Liputan6.com, Baghdad - Sebuah bom truk meledak di sebuah pos pemeriksaan Baghdad, Irak selatan. Orang-orang termasuk petugas yang berada di dekatnya pun menjadi korban ledakan tersebut.
"Ledakan bom menewaskan 60 orang dan melukai lebih dari 70 pada hari Minggu 6 Maret," kata para pejabat medis dan keamanan seperti dikutip dari Reuters, Senin (6/3/2016).
Baca Juga
Seorang pejabat rumah sakit Provinsi Babylon sudah mengonfirmasi jumlah korban, dan menambahkan bahwa 23 di antaranya adalah polisi dan pasukan keamanan yang berjaga di check point di pintu masuk utara kota Baghdad.
Advertisement
Kelompok ISIS mengaku bertanggung jawab atas ledakan itu.
Baca Juga
Serangan bunuh diri yang melibatkan sebuah truk tanker sarat bahan bakar yang mudah meledak itu adalah yang kedua paling mematikan tahun ini, setelah insiden pada 28 Februari yang menewaskan 78 orang di Sadr City -- sebuah distrik Syiah di Baghdad.
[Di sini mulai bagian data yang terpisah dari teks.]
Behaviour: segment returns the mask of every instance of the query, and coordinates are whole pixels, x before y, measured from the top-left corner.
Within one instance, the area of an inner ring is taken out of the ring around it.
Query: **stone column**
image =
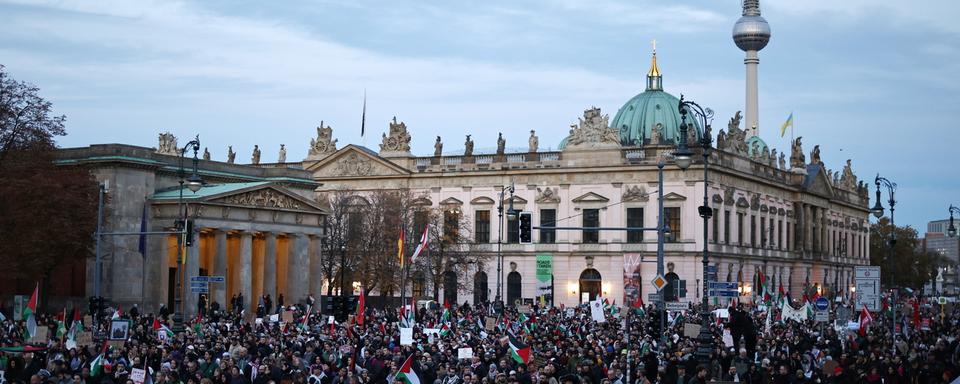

Insiden kala itu juga diklaim oleh kelompok Sunni yang mengontrol wilayah luas di Irak dan di Suriah.
Eskalasi dalam pengeboman ISIS menunjukkan bahwa pasukan pemerintah Irak sedang mengetatkan pasukannya untuk melawan kelompok yang menguasai provinsi barat dan utara negara itu.
Pengeboman di Hilla, 117 kilometer (73 mil) selatan Baghdad itu diklaim dalam sebuah posting di situs kantor berita Amaq yang mendukung ISIS.
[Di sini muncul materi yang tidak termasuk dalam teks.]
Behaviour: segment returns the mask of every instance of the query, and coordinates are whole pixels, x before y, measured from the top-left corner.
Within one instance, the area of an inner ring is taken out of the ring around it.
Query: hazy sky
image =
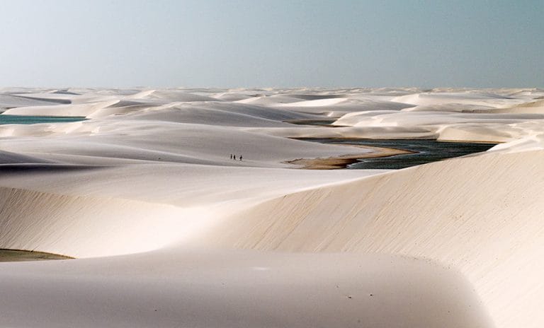
[[[544,1],[0,0],[1,86],[544,87]]]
"Serangan dengan bom truk menghantam pos pemeriksaan Reruntuhan Babylon di pintu masuk kota Hilla, menewaskan dan melukai puluhan," kata pernyataan di situs Amaq.
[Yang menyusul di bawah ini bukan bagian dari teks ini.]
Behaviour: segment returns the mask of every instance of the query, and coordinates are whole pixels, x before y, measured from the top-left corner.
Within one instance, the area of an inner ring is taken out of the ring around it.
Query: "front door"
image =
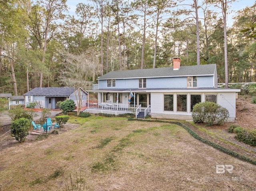
[[[52,98],[48,98],[48,108],[52,109]]]

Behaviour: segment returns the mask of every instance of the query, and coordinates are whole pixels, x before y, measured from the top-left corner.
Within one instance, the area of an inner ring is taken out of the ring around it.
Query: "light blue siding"
[[[186,88],[186,77],[147,79],[147,88]]]
[[[214,87],[218,88],[218,75],[217,74],[217,68],[215,68],[214,71]]]
[[[198,88],[213,87],[214,76],[198,76]],[[98,81],[99,89],[138,88],[138,79],[117,79],[115,87],[107,87],[107,80]],[[147,78],[147,88],[186,88],[187,77]]]
[[[213,88],[214,84],[214,76],[199,76],[197,78],[198,88]]]

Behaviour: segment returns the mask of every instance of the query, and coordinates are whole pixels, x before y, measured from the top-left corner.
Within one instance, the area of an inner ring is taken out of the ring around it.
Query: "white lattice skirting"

Hilla adalah Ibu Kota Provinsi Babylon, wilayah yang didominasi Syiah dengan beberapa penduduk Sunni.
"Ini pemboman terbesar di provinsi itu sampai saat ini," ucap Kepala Komite Keamanan Provinsi Babylon, Falah al-Radhi. "Pos pemeriksaan, kantor polisi terdekat serta beberapa rumah dan puluhan mobil hancur."
Brett McGurk, utusan AS untuk koalisi yang memerangi ISIS pada Sabtu 5 Maret mengatakan dalam konferensi pers di Baghdad bahwa grup itu kalah dalam pertempuran di berbagai sisi di Irak dan Suriah. Dia mengatakan fokus akan kembali kepada kelompok militan itu untuk merebut wilayah yang mereka kuasai.